A terceira função das ONGs seria o auxílio
na execução das políticas públicas
propriamente ditas ou na elaboração de projetos
estatais.
Para o coordenador, o problema está nesse último
ponto. Ele avalia que, nos últimos anos, o Estado brasileiro
vem abdicando de sua responsabilidade e aproveitando-se do
Terceiro Setor. Ele considera que o Estado, usando o discurso
da necessidade de se estabelecer parcerias com a sociedade
civil, terceirizou a execução das políticas
públicas para diminuir seus gastos. As organizações,
então, passaram a ser encaradas como "prestadoras
de serviços sociais", sem autonomia para realizarem
o trabalho da forma que consideravam mais adequadas. As parcerias
foram criadas não porque o Estado reconhecesse a necessidade
do fortalecimento dessas organizações para a
criação de um ambiente verdadeiramente democrático,
mas para facilitar seu trabalho.
A partir do momento que as ONGs passaram a executar praticamente
sozinhas as políticas públicas, afirma Alexandre
Ciconello, ficaram sem tempo para exercer suas outras funções
sociais. Isso gerou diversos problemas. Um exemplo é
o caso da saúde indígena. "De um dia para
outro, as organizações tornaram-se responsáveis
pelo atendimento aos índios e começaram a receber
recursos vultosos para implementar as políticas públicas
voltadas para a Saúde. Elas ficaram responsáveis
por exercer um papel que era do Estado e deixaram de exercer
seu papel. Não tinham mais como analisar se os recursos
públicos estavam sendo bem investidos, em função
da dedicação que tiveram que dar ao atendimento
diário da população", diz.
Parceria que deu certo
Por outro lado, um exemplo bem-sucedido de parceria
entre ONGs e Estado é o da AIDS. "Nesse caso,
o papel das organizações na execução
das políticas públicas é super importante
porque o trabalho de conscientização da população
é complexo e, se a organização fizer,
é muito mais efetivo", afirma.
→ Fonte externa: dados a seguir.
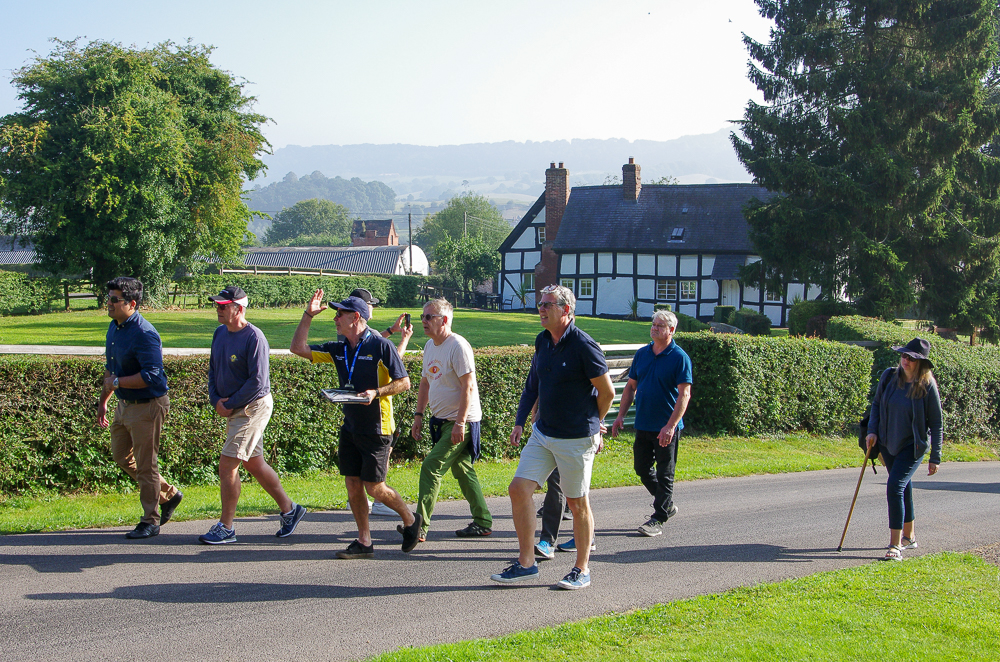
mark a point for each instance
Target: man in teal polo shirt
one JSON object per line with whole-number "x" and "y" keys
{"x": 660, "y": 382}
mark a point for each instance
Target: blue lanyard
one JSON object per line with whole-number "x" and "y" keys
{"x": 350, "y": 371}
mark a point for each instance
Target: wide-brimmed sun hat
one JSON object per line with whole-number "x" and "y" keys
{"x": 918, "y": 348}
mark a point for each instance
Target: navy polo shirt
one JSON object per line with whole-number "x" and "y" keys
{"x": 134, "y": 347}
{"x": 377, "y": 364}
{"x": 559, "y": 379}
{"x": 657, "y": 377}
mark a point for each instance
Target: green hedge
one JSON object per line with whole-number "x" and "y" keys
{"x": 49, "y": 439}
{"x": 751, "y": 384}
{"x": 800, "y": 313}
{"x": 275, "y": 291}
{"x": 21, "y": 294}
{"x": 751, "y": 321}
{"x": 968, "y": 377}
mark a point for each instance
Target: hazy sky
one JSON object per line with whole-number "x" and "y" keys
{"x": 434, "y": 73}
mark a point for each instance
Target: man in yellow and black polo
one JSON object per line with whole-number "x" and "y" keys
{"x": 369, "y": 364}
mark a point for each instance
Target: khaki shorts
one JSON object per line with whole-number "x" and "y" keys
{"x": 245, "y": 434}
{"x": 573, "y": 457}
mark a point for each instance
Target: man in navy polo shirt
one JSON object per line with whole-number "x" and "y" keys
{"x": 569, "y": 380}
{"x": 660, "y": 382}
{"x": 369, "y": 364}
{"x": 134, "y": 372}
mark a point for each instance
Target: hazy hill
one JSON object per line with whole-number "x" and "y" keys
{"x": 413, "y": 169}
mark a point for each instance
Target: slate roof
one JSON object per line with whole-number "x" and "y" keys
{"x": 598, "y": 218}
{"x": 359, "y": 259}
{"x": 381, "y": 227}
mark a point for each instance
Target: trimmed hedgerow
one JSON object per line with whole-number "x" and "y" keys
{"x": 751, "y": 384}
{"x": 49, "y": 438}
{"x": 968, "y": 377}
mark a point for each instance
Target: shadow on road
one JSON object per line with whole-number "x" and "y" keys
{"x": 231, "y": 592}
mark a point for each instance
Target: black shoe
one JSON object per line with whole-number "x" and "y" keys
{"x": 411, "y": 534}
{"x": 167, "y": 509}
{"x": 357, "y": 551}
{"x": 143, "y": 530}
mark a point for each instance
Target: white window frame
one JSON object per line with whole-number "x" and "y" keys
{"x": 666, "y": 290}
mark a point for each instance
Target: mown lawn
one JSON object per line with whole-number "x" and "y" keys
{"x": 194, "y": 327}
{"x": 700, "y": 456}
{"x": 938, "y": 607}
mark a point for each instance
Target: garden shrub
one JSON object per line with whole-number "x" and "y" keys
{"x": 751, "y": 322}
{"x": 968, "y": 377}
{"x": 750, "y": 384}
{"x": 802, "y": 311}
A diferença
em relação à saúde indígena
é que o atendimento não ficou apenas por conta
das ONGs, mas sim a cargo do Estado. Conseqüentemente,
as ONGs continuaram cumprindo seu papel. "Se o Estado
resolvesse parar de distribuir os medicamentos, certamente
as ONGs se juntariam e pressionariam [o Estado]".
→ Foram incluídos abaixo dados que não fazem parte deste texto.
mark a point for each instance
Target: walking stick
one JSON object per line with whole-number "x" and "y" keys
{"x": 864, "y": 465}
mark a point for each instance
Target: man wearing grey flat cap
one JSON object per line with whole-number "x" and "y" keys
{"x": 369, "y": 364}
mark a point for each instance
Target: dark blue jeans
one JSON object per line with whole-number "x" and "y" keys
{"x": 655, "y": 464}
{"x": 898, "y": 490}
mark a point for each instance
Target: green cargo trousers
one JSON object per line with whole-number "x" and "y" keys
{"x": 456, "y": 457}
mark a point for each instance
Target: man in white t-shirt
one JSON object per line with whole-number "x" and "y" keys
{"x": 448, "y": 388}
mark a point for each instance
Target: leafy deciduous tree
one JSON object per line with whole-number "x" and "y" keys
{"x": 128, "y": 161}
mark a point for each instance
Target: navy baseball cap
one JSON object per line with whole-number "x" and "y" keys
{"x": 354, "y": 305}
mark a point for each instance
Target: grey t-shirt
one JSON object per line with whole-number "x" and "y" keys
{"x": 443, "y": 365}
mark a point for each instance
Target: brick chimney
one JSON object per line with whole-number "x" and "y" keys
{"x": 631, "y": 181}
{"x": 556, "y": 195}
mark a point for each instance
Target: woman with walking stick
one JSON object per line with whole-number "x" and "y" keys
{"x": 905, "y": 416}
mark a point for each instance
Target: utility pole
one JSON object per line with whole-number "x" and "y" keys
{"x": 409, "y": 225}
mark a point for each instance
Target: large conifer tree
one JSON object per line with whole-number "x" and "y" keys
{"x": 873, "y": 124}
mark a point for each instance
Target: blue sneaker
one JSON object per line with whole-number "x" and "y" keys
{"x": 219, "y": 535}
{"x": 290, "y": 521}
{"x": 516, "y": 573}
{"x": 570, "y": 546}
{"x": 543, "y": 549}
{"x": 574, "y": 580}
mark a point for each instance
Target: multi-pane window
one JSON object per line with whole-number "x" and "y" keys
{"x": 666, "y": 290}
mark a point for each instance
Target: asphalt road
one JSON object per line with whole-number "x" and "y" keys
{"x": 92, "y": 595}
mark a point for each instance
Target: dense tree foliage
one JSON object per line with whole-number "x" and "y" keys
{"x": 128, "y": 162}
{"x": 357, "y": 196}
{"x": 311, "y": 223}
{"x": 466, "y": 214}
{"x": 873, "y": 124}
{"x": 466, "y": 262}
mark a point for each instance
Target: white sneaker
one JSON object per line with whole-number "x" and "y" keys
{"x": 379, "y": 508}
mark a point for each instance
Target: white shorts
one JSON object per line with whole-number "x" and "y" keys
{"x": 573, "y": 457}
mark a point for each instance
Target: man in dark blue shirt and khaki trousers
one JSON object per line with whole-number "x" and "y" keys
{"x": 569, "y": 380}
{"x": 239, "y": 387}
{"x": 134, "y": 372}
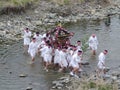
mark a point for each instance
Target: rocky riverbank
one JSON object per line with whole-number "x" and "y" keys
{"x": 47, "y": 14}
{"x": 89, "y": 82}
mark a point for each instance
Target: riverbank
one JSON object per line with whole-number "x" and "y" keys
{"x": 42, "y": 19}
{"x": 46, "y": 15}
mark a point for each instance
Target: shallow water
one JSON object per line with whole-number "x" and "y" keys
{"x": 13, "y": 62}
{"x": 108, "y": 38}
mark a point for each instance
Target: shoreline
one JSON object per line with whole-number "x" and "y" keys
{"x": 47, "y": 15}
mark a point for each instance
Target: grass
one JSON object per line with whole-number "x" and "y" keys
{"x": 15, "y": 6}
{"x": 66, "y": 2}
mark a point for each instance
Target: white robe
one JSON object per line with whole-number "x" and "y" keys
{"x": 46, "y": 53}
{"x": 69, "y": 55}
{"x": 26, "y": 37}
{"x": 75, "y": 61}
{"x": 57, "y": 56}
{"x": 63, "y": 59}
{"x": 38, "y": 38}
{"x": 32, "y": 50}
{"x": 101, "y": 61}
{"x": 93, "y": 43}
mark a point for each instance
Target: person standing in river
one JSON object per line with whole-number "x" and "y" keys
{"x": 26, "y": 37}
{"x": 101, "y": 63}
{"x": 32, "y": 50}
{"x": 93, "y": 43}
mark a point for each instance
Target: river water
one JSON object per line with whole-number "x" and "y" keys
{"x": 13, "y": 62}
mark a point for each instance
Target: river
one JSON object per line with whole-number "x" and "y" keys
{"x": 13, "y": 62}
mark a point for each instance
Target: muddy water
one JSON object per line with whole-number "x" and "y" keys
{"x": 108, "y": 37}
{"x": 13, "y": 62}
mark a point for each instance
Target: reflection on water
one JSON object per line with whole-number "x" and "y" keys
{"x": 13, "y": 62}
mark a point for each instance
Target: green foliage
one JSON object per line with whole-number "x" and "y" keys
{"x": 66, "y": 1}
{"x": 20, "y": 2}
{"x": 92, "y": 84}
{"x": 105, "y": 87}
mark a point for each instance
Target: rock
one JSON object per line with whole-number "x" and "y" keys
{"x": 29, "y": 88}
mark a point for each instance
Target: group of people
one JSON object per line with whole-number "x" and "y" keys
{"x": 68, "y": 56}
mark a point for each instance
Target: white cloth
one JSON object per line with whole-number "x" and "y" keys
{"x": 32, "y": 50}
{"x": 63, "y": 59}
{"x": 93, "y": 43}
{"x": 101, "y": 62}
{"x": 38, "y": 38}
{"x": 75, "y": 61}
{"x": 69, "y": 55}
{"x": 46, "y": 53}
{"x": 26, "y": 37}
{"x": 57, "y": 56}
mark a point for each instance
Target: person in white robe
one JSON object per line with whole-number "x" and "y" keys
{"x": 101, "y": 62}
{"x": 63, "y": 60}
{"x": 32, "y": 50}
{"x": 93, "y": 43}
{"x": 76, "y": 63}
{"x": 47, "y": 55}
{"x": 38, "y": 37}
{"x": 26, "y": 37}
{"x": 57, "y": 55}
{"x": 79, "y": 45}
Na avaliação de Alexandre, a relação
Estado e ONGs pode ser muito proveitosa. O importante é
ter cuidado para que a organização não
se desvie de seu papel social e de sua missão. Isso
sem falar nas organizações "voltadas para
o mercado", que funcionam como consultorias ou empresas
que executam serviços sociais conforme a demanda, e
estão preocupadas apenas em buscar recursos para realizar
seus projetos, sem promover uma contestação
da política e de outras questões públicas".